Is there equations that i can use to calculate the permanent water hardness in mmol and the mmol of magnesium ions per liter of the water?

[Borek]

Please elaborate, question as posted doesn't make sense.

[DevaDevil]

You beat me to it, Borek;
yeah, if you want to calculate the total amount of Ca²⁺ and Mg²⁺ (most common ions of hard water), you need to know where to start from. What measurement for example.

Also "permanent" hard water is nothing more than hard water after boiling with those doubly charged cations still present. But what is there to calculate? You (We) need more information for a calculation to make sense

[Sasha]

"27.13 ml of 0.01 M EDTA solution was required to reach the end point for titration of  25 ml of the water sample. After boiling and filtering 100 ml of water, the student diluted the filtrate to 100 ml with distilled water. To titrate 25 ml of the diluted filtrate, 26.4 ml of 0.01 M EDTA solution was required. The student precipiated the calcium ion as CaC2CO4 from 75 ml of the water sample and removed the precipiate by filtration. The student then adjusted the water sample volume to 100 ml. to titrate 25 ml of the diluted filtrate , 7.43 ml of 0.01M EDTA solution was required."
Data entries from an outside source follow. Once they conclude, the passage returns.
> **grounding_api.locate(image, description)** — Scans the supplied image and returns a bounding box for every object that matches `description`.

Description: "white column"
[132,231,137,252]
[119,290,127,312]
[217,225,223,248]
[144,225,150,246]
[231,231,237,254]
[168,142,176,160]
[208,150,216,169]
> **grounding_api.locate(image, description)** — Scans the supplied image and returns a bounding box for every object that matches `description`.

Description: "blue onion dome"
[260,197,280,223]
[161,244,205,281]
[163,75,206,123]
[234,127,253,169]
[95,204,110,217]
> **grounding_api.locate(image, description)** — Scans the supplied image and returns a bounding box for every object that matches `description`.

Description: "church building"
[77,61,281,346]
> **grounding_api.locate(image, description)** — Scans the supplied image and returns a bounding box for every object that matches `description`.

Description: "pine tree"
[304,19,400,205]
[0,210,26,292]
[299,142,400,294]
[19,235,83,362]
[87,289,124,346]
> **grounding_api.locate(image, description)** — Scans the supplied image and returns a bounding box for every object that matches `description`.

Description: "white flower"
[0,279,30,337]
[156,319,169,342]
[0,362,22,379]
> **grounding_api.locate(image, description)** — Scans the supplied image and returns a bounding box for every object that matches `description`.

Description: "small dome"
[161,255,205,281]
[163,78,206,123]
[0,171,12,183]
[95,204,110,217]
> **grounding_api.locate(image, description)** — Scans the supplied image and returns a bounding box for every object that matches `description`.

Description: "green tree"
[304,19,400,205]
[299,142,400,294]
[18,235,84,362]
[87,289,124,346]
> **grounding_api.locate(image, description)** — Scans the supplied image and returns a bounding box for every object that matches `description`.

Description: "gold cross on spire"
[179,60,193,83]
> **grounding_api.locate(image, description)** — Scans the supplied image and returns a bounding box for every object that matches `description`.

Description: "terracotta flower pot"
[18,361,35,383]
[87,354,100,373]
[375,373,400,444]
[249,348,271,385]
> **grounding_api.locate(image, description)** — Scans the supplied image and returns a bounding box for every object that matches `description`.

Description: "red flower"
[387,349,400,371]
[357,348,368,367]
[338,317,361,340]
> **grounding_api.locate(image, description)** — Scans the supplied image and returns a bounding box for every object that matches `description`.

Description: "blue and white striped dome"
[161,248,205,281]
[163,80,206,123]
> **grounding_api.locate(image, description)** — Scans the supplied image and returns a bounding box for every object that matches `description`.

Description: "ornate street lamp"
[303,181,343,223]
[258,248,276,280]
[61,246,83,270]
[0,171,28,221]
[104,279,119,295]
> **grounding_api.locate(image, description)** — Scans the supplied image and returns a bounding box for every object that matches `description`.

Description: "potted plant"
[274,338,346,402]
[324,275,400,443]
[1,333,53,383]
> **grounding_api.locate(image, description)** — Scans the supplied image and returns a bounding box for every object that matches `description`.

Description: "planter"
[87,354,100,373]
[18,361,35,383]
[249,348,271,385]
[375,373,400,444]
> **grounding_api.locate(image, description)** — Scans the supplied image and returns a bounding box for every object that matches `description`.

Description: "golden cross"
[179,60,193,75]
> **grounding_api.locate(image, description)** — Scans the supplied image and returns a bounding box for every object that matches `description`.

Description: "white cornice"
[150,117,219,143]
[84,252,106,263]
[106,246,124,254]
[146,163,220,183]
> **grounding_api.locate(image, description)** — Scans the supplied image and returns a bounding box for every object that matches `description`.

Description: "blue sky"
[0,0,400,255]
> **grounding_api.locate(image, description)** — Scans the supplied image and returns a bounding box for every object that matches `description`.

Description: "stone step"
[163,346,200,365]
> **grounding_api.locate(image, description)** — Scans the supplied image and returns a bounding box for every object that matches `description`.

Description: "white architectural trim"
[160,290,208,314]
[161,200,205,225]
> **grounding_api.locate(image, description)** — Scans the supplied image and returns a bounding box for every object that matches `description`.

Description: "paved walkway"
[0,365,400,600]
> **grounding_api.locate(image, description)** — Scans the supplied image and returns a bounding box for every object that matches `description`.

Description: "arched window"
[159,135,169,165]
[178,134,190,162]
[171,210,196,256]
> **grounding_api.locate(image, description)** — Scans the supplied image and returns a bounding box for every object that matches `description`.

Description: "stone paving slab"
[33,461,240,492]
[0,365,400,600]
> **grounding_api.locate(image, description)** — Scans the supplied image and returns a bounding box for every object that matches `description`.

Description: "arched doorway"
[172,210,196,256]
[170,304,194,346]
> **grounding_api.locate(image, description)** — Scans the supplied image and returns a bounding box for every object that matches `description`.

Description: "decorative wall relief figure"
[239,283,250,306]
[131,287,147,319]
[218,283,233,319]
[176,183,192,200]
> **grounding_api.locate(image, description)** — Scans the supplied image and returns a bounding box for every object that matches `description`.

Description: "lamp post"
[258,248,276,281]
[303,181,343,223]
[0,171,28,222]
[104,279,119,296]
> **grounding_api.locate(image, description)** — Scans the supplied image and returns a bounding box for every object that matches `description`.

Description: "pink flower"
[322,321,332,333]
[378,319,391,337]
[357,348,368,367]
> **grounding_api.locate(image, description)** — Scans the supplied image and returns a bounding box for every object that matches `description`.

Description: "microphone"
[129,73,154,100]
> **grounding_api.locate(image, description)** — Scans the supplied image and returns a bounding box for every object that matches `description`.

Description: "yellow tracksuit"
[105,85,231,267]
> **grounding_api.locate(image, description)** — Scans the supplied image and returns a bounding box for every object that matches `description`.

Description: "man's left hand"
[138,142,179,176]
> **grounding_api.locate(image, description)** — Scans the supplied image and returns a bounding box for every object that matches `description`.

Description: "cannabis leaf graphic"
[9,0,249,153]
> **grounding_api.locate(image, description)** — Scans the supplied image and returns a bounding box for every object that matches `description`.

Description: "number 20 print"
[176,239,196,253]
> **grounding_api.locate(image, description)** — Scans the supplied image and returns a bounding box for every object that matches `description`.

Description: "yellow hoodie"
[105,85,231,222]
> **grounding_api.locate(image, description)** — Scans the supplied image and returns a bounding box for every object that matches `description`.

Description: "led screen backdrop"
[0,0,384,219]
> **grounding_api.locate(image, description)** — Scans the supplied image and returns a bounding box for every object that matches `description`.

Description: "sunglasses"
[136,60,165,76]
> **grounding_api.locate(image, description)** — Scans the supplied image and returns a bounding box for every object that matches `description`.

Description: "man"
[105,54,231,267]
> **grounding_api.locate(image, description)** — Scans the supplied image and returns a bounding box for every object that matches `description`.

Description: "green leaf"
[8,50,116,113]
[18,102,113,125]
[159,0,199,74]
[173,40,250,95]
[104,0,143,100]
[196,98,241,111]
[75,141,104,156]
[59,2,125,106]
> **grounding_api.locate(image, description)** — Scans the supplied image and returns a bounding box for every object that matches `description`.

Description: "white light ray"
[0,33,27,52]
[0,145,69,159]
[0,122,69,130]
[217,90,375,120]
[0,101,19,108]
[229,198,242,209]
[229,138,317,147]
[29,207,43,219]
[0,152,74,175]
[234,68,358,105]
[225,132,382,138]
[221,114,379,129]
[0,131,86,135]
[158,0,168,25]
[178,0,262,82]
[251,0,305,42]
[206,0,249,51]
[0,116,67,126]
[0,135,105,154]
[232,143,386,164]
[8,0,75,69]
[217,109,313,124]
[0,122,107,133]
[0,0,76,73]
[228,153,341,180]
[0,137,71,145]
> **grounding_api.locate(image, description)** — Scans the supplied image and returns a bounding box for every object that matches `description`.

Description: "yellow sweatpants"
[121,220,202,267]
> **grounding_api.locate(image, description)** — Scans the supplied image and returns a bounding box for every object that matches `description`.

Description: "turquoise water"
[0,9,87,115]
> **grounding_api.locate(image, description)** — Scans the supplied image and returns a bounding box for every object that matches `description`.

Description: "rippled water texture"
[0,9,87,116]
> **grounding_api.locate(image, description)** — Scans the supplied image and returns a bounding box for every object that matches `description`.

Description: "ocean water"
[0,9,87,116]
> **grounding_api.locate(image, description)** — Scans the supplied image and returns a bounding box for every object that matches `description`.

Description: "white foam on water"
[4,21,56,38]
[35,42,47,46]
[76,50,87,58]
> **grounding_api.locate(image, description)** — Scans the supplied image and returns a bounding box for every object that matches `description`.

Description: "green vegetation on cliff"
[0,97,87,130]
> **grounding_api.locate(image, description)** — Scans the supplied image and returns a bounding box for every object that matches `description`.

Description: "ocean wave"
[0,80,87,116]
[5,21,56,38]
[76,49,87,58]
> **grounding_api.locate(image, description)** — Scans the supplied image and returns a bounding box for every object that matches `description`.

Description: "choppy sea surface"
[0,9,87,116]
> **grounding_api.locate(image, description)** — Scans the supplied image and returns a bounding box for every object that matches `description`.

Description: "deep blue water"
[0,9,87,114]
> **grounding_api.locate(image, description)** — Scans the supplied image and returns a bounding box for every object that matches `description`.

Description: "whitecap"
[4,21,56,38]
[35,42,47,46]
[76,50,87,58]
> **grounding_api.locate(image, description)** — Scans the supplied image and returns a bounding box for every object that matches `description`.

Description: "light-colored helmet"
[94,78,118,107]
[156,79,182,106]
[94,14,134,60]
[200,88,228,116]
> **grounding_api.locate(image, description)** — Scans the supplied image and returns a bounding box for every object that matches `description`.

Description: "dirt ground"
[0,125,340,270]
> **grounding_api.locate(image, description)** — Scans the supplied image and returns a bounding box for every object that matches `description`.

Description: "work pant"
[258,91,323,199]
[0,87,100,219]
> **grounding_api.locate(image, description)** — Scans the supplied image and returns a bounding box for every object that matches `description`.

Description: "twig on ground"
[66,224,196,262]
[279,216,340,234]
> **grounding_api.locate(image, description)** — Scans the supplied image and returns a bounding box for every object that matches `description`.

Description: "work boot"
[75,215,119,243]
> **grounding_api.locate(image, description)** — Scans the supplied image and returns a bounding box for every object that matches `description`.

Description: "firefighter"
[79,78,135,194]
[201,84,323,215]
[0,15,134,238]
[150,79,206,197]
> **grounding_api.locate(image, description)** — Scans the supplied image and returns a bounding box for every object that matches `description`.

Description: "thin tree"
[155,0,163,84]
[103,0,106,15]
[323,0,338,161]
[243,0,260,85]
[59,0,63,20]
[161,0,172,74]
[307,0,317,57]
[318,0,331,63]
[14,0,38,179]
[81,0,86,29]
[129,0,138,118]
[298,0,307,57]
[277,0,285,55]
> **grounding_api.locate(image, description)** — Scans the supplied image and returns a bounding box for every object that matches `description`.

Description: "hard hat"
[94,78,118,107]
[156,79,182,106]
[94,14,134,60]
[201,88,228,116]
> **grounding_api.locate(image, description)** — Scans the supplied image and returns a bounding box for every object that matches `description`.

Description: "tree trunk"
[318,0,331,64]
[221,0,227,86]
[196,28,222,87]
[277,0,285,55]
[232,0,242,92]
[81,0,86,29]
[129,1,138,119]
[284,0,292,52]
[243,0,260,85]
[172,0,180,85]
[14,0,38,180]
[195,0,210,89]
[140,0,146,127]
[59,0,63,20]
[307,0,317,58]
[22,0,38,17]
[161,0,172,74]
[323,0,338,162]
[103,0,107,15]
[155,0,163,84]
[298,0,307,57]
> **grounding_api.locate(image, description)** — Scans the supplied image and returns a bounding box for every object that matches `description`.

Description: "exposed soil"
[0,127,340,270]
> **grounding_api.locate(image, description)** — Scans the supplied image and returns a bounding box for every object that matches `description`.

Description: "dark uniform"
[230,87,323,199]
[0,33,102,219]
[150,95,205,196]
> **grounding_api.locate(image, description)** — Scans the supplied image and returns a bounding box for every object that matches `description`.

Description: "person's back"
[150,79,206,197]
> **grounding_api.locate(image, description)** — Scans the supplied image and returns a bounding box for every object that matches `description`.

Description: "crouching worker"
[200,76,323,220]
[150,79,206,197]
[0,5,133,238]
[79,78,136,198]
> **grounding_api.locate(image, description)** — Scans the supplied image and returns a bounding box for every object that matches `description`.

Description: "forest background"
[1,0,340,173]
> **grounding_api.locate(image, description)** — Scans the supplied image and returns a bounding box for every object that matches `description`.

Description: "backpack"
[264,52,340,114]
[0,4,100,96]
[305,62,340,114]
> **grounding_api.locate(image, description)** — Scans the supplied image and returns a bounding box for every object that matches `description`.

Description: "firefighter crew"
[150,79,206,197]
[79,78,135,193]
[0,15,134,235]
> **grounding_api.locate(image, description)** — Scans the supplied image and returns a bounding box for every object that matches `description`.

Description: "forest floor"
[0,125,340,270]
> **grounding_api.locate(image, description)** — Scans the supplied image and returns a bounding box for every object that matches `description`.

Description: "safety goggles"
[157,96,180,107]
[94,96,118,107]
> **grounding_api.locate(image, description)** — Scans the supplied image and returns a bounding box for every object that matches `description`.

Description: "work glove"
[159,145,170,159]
calculate the permanent water hardness in terms of total mmol of calcium and magnesium ions.
calculate the number of mmol of magnesium ions per liter of the water.

[chiralic]

Hi Sasha:

Here you can find a Link to get your information about Conversion of different Water Hardness Degree (Permanent o Temporal). It's a table.

http://www.aqua-correct.com/DK1SKW/uk-waterhardness-tabel.html

My best regards,

Chiralic

[Sasha]

thank you chiralic but i m still a bit confused....

[chiralic]

Hi Sasha:

I don't understand what is your confusion. I understood that you are looking for a equation to CONVERT mg of CaCO3/L or ppm of CaCO3 to mmol/L, I "supposed" that these Conversion Table help you and you know HOW TO calculate the Water Hardness.

Anyway...try this:
http://www.cerlabs.com/experiments/10875404367.pdf

Regards,

Chiralic

[DevaDevil]

ok, for the calculation; 1 mol EDTA forms a complex with 1 mol of cations. 1 ml 0.01M EDTA contains 0.01 mol/l * 0.001 l = 1 x 10^-5 M EDTA


Remember, the filtrate is used in the second titration, those are the compounds that cannot be removed by boiling/filtration. Hence the filtrate is the "permanent" hard water.

100ml was boiled/filtrated, the filtrate filled back up to 100 ml again (no net. dilution), then 25 ml titrated.

26.4ml EDTA was needed = 2.64 x 10^-4 mol.
Assuming the compounds are mainly Ca²⁺ and Mg²⁺, the combined concentrations of these in "permanent" hard water is 2.64 x 10^-4 mol / 25 ml = 0.264 mmol / 25 ml = 0.0106 M = 10.6 mmol/l (choose whatever unit you need

Now the last experiment is done with the Calcium removed, hence the result of the last experiment gives the Mg²⁺ concentration.
Try to calculate this; keeping in mind that for the last one the student did dilute the sample from 75 to 100 ml.